Among the endblock tackifiers, Novarez C140 has lower outgassing behavior than Novares C120. Other very valuable low VOC endblock tackifier alternatives are Novares T140M, Plastolyn 290LV and Kristalex 5140LV.
Current commercially available acrylic based PSA foam tapes exhibit high levels of VOCs and Fog values when analyzed with the TGA test method. The acrylic PSA foam tape ACX 7065 has a weight loss of 1974 ppm after 30 minutes at 90° C. and 5732 ppm of weight loss after further 60 minutes at 120° C.
The combination of oven outgassing test results with TGA test results clearly indicates favorable selections of raw materials for low VOC multilayer pressure sensitive adhesives and assemblies.
Preparation of Pressure Sensitive Adhesives (“PSA”) from Solvent:
Half of the mass of raw materials as later indicated in Table 4 (in total 50.675 g) are weighed in a glass jar. 75 g of toluene is then added. The jar is covered with a metal lid and placed on rotating rolls. The mixture is then rolled for 2 days until all the components are dissolved.
The solutions are coated on a siliconized paper liner using a knife coater. The wet film is 300 μm thick. The toluene is allowed to evaporate from the film for 20 minutes at room temperature (23° C.+/−2° C., 50% relative humidity+/−5%) before the PSA coating is annealed for 3 minutes at 110° C.
Pressure Sensitive Adhesive Tape Lamination onto a PET Backing
For allowing adhesive testing, the pressure sensitive adhesive layers are laminated onto a PET backing (commercially available as Hostaphan RN 50) having a film thickness of 50 μm, resulting in a PSA tape comprising a PET backing.
The PSA tapes obtained from solvent coating are also e-beam crosslinked. The adhesive side of the PSA tapes is hereby covered by a 100 g/cm2 siliconized polyethylene liner. The construction is then irradiated through the liner with an electron beam having an acceleration tension of 245 kV and a dose of 75 kGy. The nitrogen gap of the setting is adjusted to 30 mm.

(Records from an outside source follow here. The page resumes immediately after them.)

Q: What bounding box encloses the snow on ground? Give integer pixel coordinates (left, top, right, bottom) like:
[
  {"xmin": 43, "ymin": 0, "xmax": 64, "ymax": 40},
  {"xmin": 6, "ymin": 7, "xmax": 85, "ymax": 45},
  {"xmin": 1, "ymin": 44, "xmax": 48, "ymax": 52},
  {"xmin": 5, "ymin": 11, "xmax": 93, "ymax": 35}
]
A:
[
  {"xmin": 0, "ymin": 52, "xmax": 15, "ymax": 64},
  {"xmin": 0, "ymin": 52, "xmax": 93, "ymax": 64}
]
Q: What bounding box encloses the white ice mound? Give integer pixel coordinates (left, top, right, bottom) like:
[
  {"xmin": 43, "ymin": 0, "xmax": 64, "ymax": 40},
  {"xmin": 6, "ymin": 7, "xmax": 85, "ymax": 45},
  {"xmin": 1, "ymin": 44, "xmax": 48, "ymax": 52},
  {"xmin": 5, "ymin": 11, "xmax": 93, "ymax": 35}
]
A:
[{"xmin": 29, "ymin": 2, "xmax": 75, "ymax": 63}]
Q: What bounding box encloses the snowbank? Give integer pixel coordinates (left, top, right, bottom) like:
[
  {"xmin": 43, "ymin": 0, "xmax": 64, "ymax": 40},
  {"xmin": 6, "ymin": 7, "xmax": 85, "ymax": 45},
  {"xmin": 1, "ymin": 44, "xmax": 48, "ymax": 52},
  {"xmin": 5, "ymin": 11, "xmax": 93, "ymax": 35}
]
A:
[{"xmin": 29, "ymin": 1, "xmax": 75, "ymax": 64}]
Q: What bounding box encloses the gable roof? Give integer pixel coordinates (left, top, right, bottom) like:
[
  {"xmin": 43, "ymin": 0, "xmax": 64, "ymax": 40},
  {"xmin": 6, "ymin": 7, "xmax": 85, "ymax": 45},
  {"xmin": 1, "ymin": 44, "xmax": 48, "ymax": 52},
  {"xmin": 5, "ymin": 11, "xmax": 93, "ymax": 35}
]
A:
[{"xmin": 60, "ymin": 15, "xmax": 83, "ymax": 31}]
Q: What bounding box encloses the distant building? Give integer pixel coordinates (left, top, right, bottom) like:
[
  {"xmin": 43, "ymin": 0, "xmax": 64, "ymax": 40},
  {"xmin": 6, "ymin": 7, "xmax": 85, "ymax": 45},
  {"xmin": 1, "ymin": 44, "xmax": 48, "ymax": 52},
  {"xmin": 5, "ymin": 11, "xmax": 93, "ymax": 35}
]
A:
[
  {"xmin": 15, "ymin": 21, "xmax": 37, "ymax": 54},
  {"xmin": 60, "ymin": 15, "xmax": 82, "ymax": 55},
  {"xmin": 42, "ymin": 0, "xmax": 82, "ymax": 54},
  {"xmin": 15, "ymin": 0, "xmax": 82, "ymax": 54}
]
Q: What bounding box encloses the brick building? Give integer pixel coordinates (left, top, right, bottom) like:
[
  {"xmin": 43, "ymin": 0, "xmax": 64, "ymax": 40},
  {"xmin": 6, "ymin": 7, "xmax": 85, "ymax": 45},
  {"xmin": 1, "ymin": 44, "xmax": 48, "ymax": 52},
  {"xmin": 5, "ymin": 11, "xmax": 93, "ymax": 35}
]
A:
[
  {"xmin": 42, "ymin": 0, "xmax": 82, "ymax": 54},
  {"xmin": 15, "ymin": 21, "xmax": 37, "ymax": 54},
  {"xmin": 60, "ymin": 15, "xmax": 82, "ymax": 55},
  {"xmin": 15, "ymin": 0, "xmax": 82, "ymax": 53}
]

From the outgassing values of the PSA raw materials in Error! Reference source not found. or Table 3, appropriate raw material combinations for making a low VOC pressure sensitive adhesive can be selected. Comparative example C1 is based on a linear SBS polymer Kraton D1102. Ex.1 is based on Kraton D1116 a branched SBS polymer. Pressure sensitive adhesives Ex.2 to Ex.7 are all based on Kraton D1340, a star shaped SIS polymer. Kraton D1161, linear tribock SIS copolymer, is additionally used in Ex.5 to Ex.7 for providing SIS based adhesives comprising a blend of a star shaped SIS polymer with a linear SIS polymer. Hereby Escorez 5615 was chosen as mid block tackifier for Ex.2 to Ex.7 and Oppanol B12N (PIB) as the low outgassing polymeric plasticizer, excluding an end block tackifier. In Ex.8, the star shaped SIS block copolymer Kraton D1340, is compounded with a low outgassing tackifier blend of Escorez 5615 (mid-block tackifier) and Plastolyn 290LV (end block tackifier) and with the low outgassing plasticizer Oppanol B12N. Finally, Ex.14 describes a PSA construction based on the combination of star shaped SIS Kraton D1340 and star shaped SBS Kraton D1116 formulated with E5615, Plastolyn 290LV and Oppanol B12N. Comparative example C2 is identical in its composition to Ex.8 except that the star shaped Kraton D1340 is exchanged by Kraton D1161, a linear SIS polymer. Irganox 1010 is added as an antioxidant to all examples.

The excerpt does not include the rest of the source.